O recorrido apresentou contra-alegações pedindo a improcedência do recurso.
                                                           
A questão a decidir é a de saber se deverá ou não manter-se o crédito do recorrido na lista de créditos.
                                                         
FACTOS.

Os factos a atender são os que constam no relatório do presente acórdão e ainda:

Na lista provisória de créditos consta o crédito do banco recorrido, com o valor de 1 114 964,88 euros, sendo 1 000 000,00 euros de capital e o restante de juros, coimas e custas, a natureza do crédito condicional e o fundamento “financiamento com preenchimento de livrança titulada por outra empresa” (fls 20 e 21).

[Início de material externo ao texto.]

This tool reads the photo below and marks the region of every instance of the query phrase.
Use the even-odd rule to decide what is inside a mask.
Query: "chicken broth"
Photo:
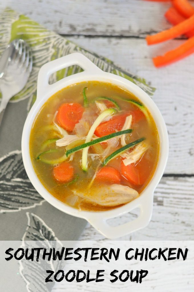
[[[141,195],[156,168],[158,141],[152,117],[136,97],[89,81],[48,99],[34,123],[30,149],[52,195],[80,210],[101,211]]]

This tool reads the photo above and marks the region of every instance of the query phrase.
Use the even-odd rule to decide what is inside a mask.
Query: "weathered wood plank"
[[[194,177],[163,178],[154,193],[151,221],[143,229],[119,240],[194,240]],[[123,224],[134,220],[134,210],[130,215],[111,220],[111,225]],[[110,224],[110,223],[109,223]],[[105,240],[89,223],[80,240]]]
[[[170,6],[143,0],[6,0],[0,2],[58,33],[138,36],[169,27],[164,16]],[[156,16],[157,16],[157,17]]]
[[[77,244],[77,243],[75,243]],[[64,242],[64,245],[67,246],[67,244]],[[72,245],[71,246],[72,246]],[[158,249],[165,248],[181,248],[184,251],[186,248],[188,249],[186,260],[183,261],[181,257],[180,259],[164,261],[162,257],[158,260],[156,259],[154,260],[148,259],[145,261],[143,259],[140,261],[139,258],[137,260],[133,259],[127,261],[125,260],[125,253],[129,248],[133,248],[135,250],[138,248],[140,251],[142,248],[147,248],[149,250],[153,248]],[[80,269],[86,272],[88,270],[90,271],[90,275],[93,277],[95,277],[97,270],[103,270],[104,271],[103,274],[104,277],[104,281],[96,283],[95,281],[86,283],[85,281],[76,283],[75,281],[69,283],[65,279],[59,283],[56,283],[52,291],[53,292],[63,292],[64,290],[68,291],[76,291],[77,292],[100,292],[102,291],[108,292],[114,291],[121,291],[122,292],[128,292],[132,290],[134,292],[139,292],[143,291],[145,292],[161,292],[161,291],[169,291],[171,292],[182,292],[183,291],[191,292],[194,288],[194,279],[193,277],[193,269],[194,263],[194,248],[193,242],[182,241],[178,243],[172,241],[106,241],[105,243],[100,241],[79,241],[74,248],[77,247],[92,247],[99,248],[106,247],[109,249],[111,248],[117,251],[120,248],[120,252],[118,259],[115,262],[112,258],[110,262],[108,263],[105,260],[91,261],[89,258],[90,254],[89,252],[88,260],[85,262],[81,259],[80,261],[66,261],[64,264],[63,269],[66,273],[67,271],[73,270],[77,271]],[[130,254],[134,255],[133,252],[131,252]],[[157,252],[154,252],[154,255],[157,255]],[[174,256],[176,256],[174,255]],[[111,272],[115,269],[119,272],[116,274],[118,276],[124,269],[133,270],[135,271],[141,269],[145,269],[148,271],[146,277],[143,279],[142,283],[140,284],[136,283],[131,283],[129,280],[125,282],[118,280],[113,283],[110,282],[110,280],[113,278],[110,276]],[[123,275],[123,279],[126,274]],[[51,278],[51,279],[52,278]],[[101,278],[102,279],[102,278]],[[186,283],[187,285],[186,285]]]
[[[152,64],[151,56],[160,54],[168,48],[160,46],[151,50],[141,39],[69,38],[151,81],[157,88],[153,99],[163,115],[169,134],[169,153],[165,173],[193,173],[194,56],[157,69]],[[182,41],[176,40],[166,45],[174,47]]]

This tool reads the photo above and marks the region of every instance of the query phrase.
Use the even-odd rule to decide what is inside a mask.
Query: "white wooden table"
[[[169,157],[155,193],[152,220],[146,228],[120,239],[194,239],[194,55],[160,69],[151,57],[175,47],[176,39],[148,47],[144,38],[170,25],[164,16],[170,4],[142,0],[6,0],[6,6],[86,49],[112,60],[150,81],[153,99],[169,134]],[[134,212],[130,215],[134,218]],[[121,219],[124,223],[129,219]],[[117,219],[115,220],[115,223]],[[80,239],[104,239],[88,224]]]

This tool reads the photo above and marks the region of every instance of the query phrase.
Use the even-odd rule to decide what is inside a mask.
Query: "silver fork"
[[[13,41],[3,53],[0,60],[0,125],[8,102],[24,87],[32,65],[32,51],[23,40]]]

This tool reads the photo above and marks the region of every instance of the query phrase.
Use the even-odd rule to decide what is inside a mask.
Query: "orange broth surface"
[[[88,100],[89,105],[87,108],[84,108],[83,91],[86,87],[87,89],[85,91],[85,93]],[[138,109],[137,105],[134,103],[127,102],[127,100],[132,99],[141,102],[129,92],[111,84],[89,81],[75,84],[58,91],[48,100],[37,115],[30,133],[30,149],[31,159],[34,171],[41,183],[52,195],[58,200],[80,210],[105,211],[123,204],[119,204],[119,200],[117,205],[104,206],[103,204],[101,205],[97,204],[84,198],[84,194],[89,191],[89,185],[90,195],[92,197],[93,195],[97,195],[98,189],[103,185],[106,185],[107,188],[110,186],[109,182],[102,181],[101,180],[96,179],[94,179],[93,183],[90,185],[92,178],[96,172],[97,168],[98,168],[98,169],[99,170],[105,167],[102,163],[101,161],[103,161],[102,157],[99,157],[96,155],[96,158],[93,160],[92,156],[90,154],[95,153],[95,151],[99,153],[98,151],[100,151],[98,149],[99,147],[101,152],[105,151],[107,147],[107,143],[102,143],[99,147],[97,148],[93,146],[89,148],[88,155],[88,169],[86,172],[83,171],[81,166],[83,150],[75,152],[72,160],[69,162],[73,168],[73,177],[71,181],[67,182],[59,182],[53,175],[53,168],[57,167],[60,164],[58,163],[58,160],[65,154],[67,149],[84,143],[85,140],[82,140],[82,138],[79,137],[79,140],[77,142],[73,142],[67,146],[56,146],[56,140],[61,138],[63,136],[54,125],[53,120],[53,119],[55,119],[56,122],[60,126],[56,119],[56,113],[60,107],[65,103],[69,103],[70,104],[73,103],[79,103],[84,107],[84,110],[89,111],[90,109],[91,109],[93,111],[92,112],[96,111],[96,114],[99,115],[100,113],[98,112],[95,101],[100,97],[110,98],[116,101],[119,106],[120,110],[119,112],[116,112],[113,117],[117,115],[122,115],[137,111]],[[107,100],[102,99],[99,101],[104,103],[108,107],[114,107],[114,105]],[[86,108],[87,110],[85,109]],[[127,144],[143,137],[146,138],[145,141],[149,145],[148,150],[134,164],[134,166],[139,172],[141,184],[133,184],[122,175],[121,173],[121,164],[123,158],[121,156],[117,156],[112,159],[107,165],[107,166],[113,167],[119,172],[120,184],[128,186],[136,190],[140,195],[154,173],[159,152],[158,133],[156,126],[150,114],[146,109],[146,110],[149,122],[143,114],[141,115],[141,118],[136,122],[134,120],[133,122],[132,120],[130,128],[133,131],[131,133],[127,134],[125,137]],[[74,130],[67,131],[69,134],[75,134]],[[117,131],[117,130],[115,131]],[[115,147],[111,147],[108,155],[122,147],[120,145],[120,139],[118,140],[118,145]],[[99,144],[96,144],[96,145],[98,145]],[[132,151],[133,149],[133,148],[130,149],[129,151]],[[50,151],[51,150],[51,151]],[[39,159],[37,159],[40,154],[43,152],[44,153],[39,157]],[[103,159],[104,158],[103,157]],[[66,161],[68,161],[69,160],[68,157]],[[75,190],[77,192],[76,195],[75,193]],[[77,195],[79,192],[83,194],[82,197]],[[103,199],[103,197],[102,198]]]

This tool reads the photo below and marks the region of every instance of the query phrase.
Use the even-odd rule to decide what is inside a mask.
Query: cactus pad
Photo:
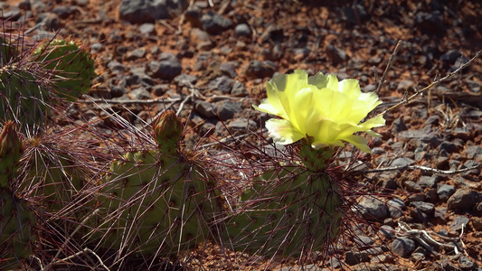
[[[33,52],[33,61],[54,71],[57,95],[70,100],[89,92],[96,77],[92,55],[71,40],[58,39],[40,45]]]

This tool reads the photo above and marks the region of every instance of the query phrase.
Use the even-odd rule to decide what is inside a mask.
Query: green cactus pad
[[[262,179],[228,218],[224,246],[255,255],[306,257],[337,238],[342,199],[327,173],[284,167]]]
[[[6,122],[0,133],[0,189],[8,187],[23,152],[22,140],[15,131],[14,122]]]
[[[20,267],[33,253],[35,215],[27,201],[0,188],[0,269]]]
[[[72,202],[77,202],[75,198],[91,175],[78,155],[66,143],[50,142],[42,136],[26,140],[20,164],[21,191],[42,198],[51,213],[74,208]]]
[[[89,92],[96,77],[92,55],[75,41],[49,41],[34,51],[33,61],[54,71],[53,88],[69,100]]]
[[[210,235],[220,210],[212,173],[157,150],[128,153],[112,164],[92,228],[107,248],[175,255]]]
[[[18,54],[16,47],[11,44],[5,37],[0,36],[0,67],[5,66]]]
[[[154,138],[161,152],[175,154],[182,141],[184,126],[173,110],[163,112],[154,122]]]
[[[0,69],[0,119],[11,119],[26,126],[40,124],[48,115],[49,91],[25,67]]]

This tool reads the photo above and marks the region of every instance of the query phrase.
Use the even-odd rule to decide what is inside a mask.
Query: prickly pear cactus
[[[128,152],[112,164],[91,226],[101,247],[143,257],[176,255],[211,235],[209,224],[221,208],[215,175],[199,154],[178,147],[182,130],[174,112],[166,112],[155,135],[177,140],[173,136],[156,149]]]
[[[89,92],[96,77],[92,55],[72,40],[57,39],[40,45],[33,61],[54,71],[52,85],[57,95],[70,100]]]
[[[92,175],[82,164],[83,157],[75,143],[61,139],[54,142],[55,139],[39,135],[25,140],[19,174],[21,190],[42,198],[43,205],[51,213],[72,209],[75,197]]]
[[[35,216],[27,201],[0,188],[0,269],[18,268],[33,253]]]
[[[7,40],[8,37],[0,36],[0,67],[5,66],[18,55],[18,50]]]
[[[7,188],[15,176],[23,152],[14,122],[7,121],[0,133],[0,188]]]
[[[262,179],[228,217],[224,246],[254,255],[307,257],[338,236],[342,199],[326,173],[287,166]]]
[[[0,133],[0,269],[19,267],[32,255],[35,239],[33,211],[26,201],[12,191],[18,162],[23,153],[22,140],[12,121]]]
[[[0,119],[23,127],[40,124],[48,115],[49,91],[33,70],[7,65],[0,69]]]

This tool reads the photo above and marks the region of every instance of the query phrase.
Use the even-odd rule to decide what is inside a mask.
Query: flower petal
[[[281,145],[288,145],[306,136],[294,129],[291,123],[286,119],[270,118],[266,121],[266,128],[274,142]]]

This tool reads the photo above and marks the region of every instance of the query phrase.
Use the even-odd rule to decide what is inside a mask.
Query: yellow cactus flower
[[[282,118],[266,122],[269,136],[281,145],[309,138],[317,150],[343,146],[345,141],[370,153],[368,140],[354,134],[380,136],[371,129],[385,124],[383,116],[361,122],[382,101],[374,93],[362,93],[356,79],[338,81],[336,76],[321,72],[308,77],[305,70],[297,70],[275,76],[266,89],[268,98],[253,107]]]

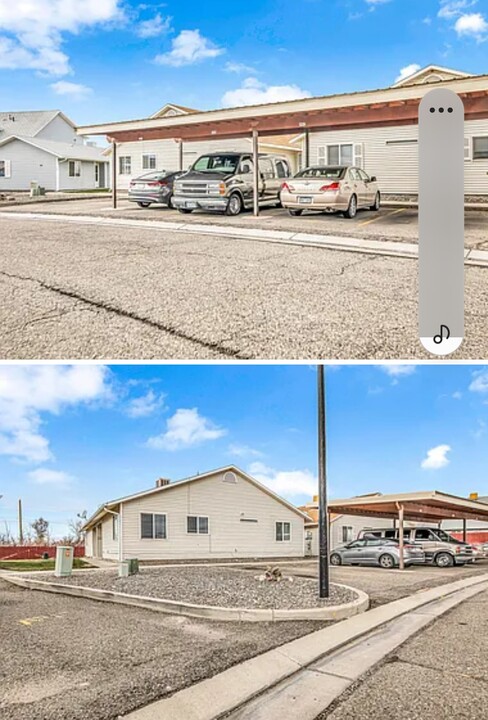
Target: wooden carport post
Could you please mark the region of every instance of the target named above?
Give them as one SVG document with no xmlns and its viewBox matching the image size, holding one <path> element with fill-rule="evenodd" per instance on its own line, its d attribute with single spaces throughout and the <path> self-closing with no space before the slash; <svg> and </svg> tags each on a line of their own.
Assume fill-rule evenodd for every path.
<svg viewBox="0 0 488 720">
<path fill-rule="evenodd" d="M 112 204 L 117 210 L 117 143 L 112 140 Z"/>
<path fill-rule="evenodd" d="M 400 570 L 405 570 L 405 558 L 403 555 L 404 550 L 404 537 L 403 537 L 403 505 L 396 504 L 398 508 L 398 543 L 400 553 Z"/>
<path fill-rule="evenodd" d="M 253 206 L 254 215 L 259 215 L 259 133 L 257 130 L 252 131 L 252 161 L 253 161 Z"/>
</svg>

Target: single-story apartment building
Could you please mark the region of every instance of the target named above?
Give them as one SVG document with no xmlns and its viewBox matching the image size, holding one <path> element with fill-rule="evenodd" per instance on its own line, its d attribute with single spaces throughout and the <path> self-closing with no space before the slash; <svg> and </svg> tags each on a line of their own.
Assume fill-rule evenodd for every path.
<svg viewBox="0 0 488 720">
<path fill-rule="evenodd" d="M 86 556 L 108 560 L 303 557 L 306 519 L 230 465 L 104 503 L 83 529 Z"/>
<path fill-rule="evenodd" d="M 263 143 L 291 136 L 288 144 L 298 148 L 299 166 L 354 164 L 378 178 L 383 195 L 407 199 L 418 192 L 418 107 L 433 87 L 449 88 L 463 100 L 466 196 L 487 197 L 488 75 L 437 65 L 376 90 L 205 112 L 170 108 L 168 114 L 163 108 L 150 118 L 90 125 L 78 132 L 106 135 L 122 157 L 127 157 L 128 143 L 130 156 L 142 157 L 153 153 L 156 146 L 150 143 L 170 141 L 165 147 L 173 148 L 172 159 L 168 155 L 164 164 L 174 170 L 186 168 L 185 148 L 193 143 L 211 142 L 212 148 L 226 150 L 254 137 L 264 150 Z"/>
<path fill-rule="evenodd" d="M 198 113 L 197 110 L 168 103 L 158 110 L 151 118 L 176 117 Z M 260 152 L 278 154 L 285 157 L 292 172 L 296 172 L 300 163 L 302 149 L 293 142 L 293 135 L 268 138 L 259 144 Z M 174 139 L 135 140 L 122 142 L 117 146 L 117 188 L 125 190 L 132 178 L 140 177 L 153 170 L 187 169 L 201 155 L 211 152 L 252 152 L 250 138 L 233 138 L 226 140 L 203 140 L 180 143 Z M 104 153 L 112 160 L 112 149 L 108 147 Z"/>
<path fill-rule="evenodd" d="M 59 110 L 0 113 L 0 192 L 105 188 L 109 167 Z"/>
</svg>

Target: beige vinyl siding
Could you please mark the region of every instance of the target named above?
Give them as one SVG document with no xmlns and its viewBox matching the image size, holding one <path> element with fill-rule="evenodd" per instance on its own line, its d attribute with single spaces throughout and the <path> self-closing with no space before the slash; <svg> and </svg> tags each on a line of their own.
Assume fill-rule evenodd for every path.
<svg viewBox="0 0 488 720">
<path fill-rule="evenodd" d="M 465 137 L 488 136 L 488 120 L 469 120 Z M 310 133 L 310 164 L 319 164 L 322 148 L 336 144 L 362 144 L 362 167 L 376 175 L 380 189 L 389 194 L 418 192 L 418 126 L 333 130 Z M 465 162 L 467 195 L 488 195 L 488 159 Z"/>
<path fill-rule="evenodd" d="M 141 513 L 166 515 L 165 540 L 141 539 Z M 188 515 L 208 517 L 208 535 L 188 533 Z M 277 521 L 291 524 L 289 542 L 276 541 Z M 124 557 L 141 560 L 302 557 L 303 528 L 303 518 L 241 475 L 233 484 L 219 473 L 123 506 Z"/>
</svg>

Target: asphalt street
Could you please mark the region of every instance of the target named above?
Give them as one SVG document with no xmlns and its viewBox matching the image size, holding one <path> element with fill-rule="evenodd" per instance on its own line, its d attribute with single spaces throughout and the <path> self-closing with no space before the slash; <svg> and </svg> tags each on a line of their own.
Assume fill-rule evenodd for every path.
<svg viewBox="0 0 488 720">
<path fill-rule="evenodd" d="M 402 645 L 317 720 L 485 720 L 488 593 Z"/>
<path fill-rule="evenodd" d="M 0 219 L 2 359 L 432 359 L 409 259 L 168 230 Z M 488 357 L 488 269 L 466 340 Z"/>
<path fill-rule="evenodd" d="M 324 625 L 204 622 L 0 579 L 0 720 L 115 720 Z"/>
</svg>

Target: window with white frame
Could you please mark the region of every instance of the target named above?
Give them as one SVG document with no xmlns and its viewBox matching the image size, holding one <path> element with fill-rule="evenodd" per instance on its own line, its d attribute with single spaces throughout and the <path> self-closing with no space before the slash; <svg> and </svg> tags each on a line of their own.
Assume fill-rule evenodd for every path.
<svg viewBox="0 0 488 720">
<path fill-rule="evenodd" d="M 208 535 L 208 517 L 204 515 L 187 515 L 186 531 L 190 535 Z"/>
<path fill-rule="evenodd" d="M 81 176 L 81 162 L 79 160 L 70 160 L 68 167 L 68 175 L 70 177 Z"/>
<path fill-rule="evenodd" d="M 289 542 L 291 540 L 291 524 L 287 522 L 276 523 L 276 542 Z"/>
<path fill-rule="evenodd" d="M 488 136 L 473 138 L 473 160 L 488 160 Z"/>
<path fill-rule="evenodd" d="M 143 155 L 142 156 L 142 169 L 143 170 L 156 170 L 156 155 Z"/>
<path fill-rule="evenodd" d="M 132 158 L 130 155 L 119 157 L 119 175 L 130 175 L 132 172 Z"/>
<path fill-rule="evenodd" d="M 0 160 L 0 177 L 10 177 L 11 163 L 10 160 Z"/>
<path fill-rule="evenodd" d="M 141 513 L 141 539 L 166 540 L 166 515 Z"/>
</svg>

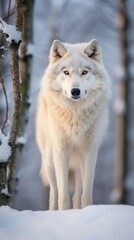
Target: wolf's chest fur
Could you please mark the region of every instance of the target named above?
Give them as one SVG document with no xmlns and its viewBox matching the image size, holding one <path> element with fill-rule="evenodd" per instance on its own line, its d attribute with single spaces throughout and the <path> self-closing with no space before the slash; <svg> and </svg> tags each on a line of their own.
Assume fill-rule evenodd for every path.
<svg viewBox="0 0 134 240">
<path fill-rule="evenodd" d="M 97 117 L 95 111 L 90 108 L 84 110 L 78 108 L 73 111 L 57 105 L 53 109 L 53 117 L 56 125 L 58 124 L 55 130 L 60 132 L 57 134 L 58 141 L 67 148 L 73 145 L 88 147 L 92 141 L 94 122 Z"/>
</svg>

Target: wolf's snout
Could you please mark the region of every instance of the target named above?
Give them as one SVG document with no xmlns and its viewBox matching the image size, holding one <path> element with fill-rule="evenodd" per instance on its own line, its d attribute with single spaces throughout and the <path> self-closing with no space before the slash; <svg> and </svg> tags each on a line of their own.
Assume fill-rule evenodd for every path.
<svg viewBox="0 0 134 240">
<path fill-rule="evenodd" d="M 72 95 L 72 98 L 74 98 L 74 99 L 80 98 L 80 89 L 79 88 L 72 88 L 71 95 Z"/>
</svg>

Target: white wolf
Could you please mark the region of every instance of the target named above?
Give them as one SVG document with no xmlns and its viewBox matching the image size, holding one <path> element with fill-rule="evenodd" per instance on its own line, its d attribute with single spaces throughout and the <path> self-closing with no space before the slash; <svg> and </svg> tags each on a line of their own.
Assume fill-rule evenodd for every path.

No contrato celebrado entre o banco recorrido e a ora devedora e outras empresas, entre as quais a recorrente A…, estas empresas obrigaram-se “de forma irrevogável, em regime de solidariedade plena entre si, a assumir todas e cada uma das responsabilidades decorrentes do presente contrato, designadamente do reembolso do capital, pagamento dos juros, comissões, encargos e despesas” (fls 25 e seguintes). 
                                                            
ENQUADRAMENTO JURÍDICO.

O processo especial de revitalização, previsto nos artigos 17º-A a 17º-I do CIRE (aditados pela Lei 16/2012 de 20/4), tem como objectivo proporcionar ao devedor com dificuldades económicas uma oportunidade de, juntamente com os seus credores, chegar a um acordo com um plano de reabilitação, que lhe permita a continuação da sua actividade e o cumprimento das suas obrigações.

No âmbito deste processo e nos termos do artigo 17º-D nº2, qualquer credor pode reclamar créditos, devendo as reclamações ser remetidas ao administrador provisório, que elaborará uma lista provisória de créditos.

Publicada a lista provisória de créditos, esta pode ser impugnada, devendo o juiz decidir as impugnações (nº3 do artigo 17º-D), tornando-se a lista definitiva se não houver impugnações (nº4 do mesmo artigo).

No caso em apreço, a apelante, também credora da devedora, vem impugnar o crédito reclamado pelo Banco… e incluído na lista provisória de créditos, alegando que o montante reclamado já foi peticionado noutro processo à própria impugnante, bem como já foi reclamado no PER em que a impugnante é devedora, pelo que não pode ser reclamado nos presentes autos.

Como se retira dos factos, o crédito impugnado resulta de um contrato de financiamento celebrado com o reclamante Banco… que não foi cumprido e por via do qual este depositou a quantia reclamada na conta da ora impugnante A….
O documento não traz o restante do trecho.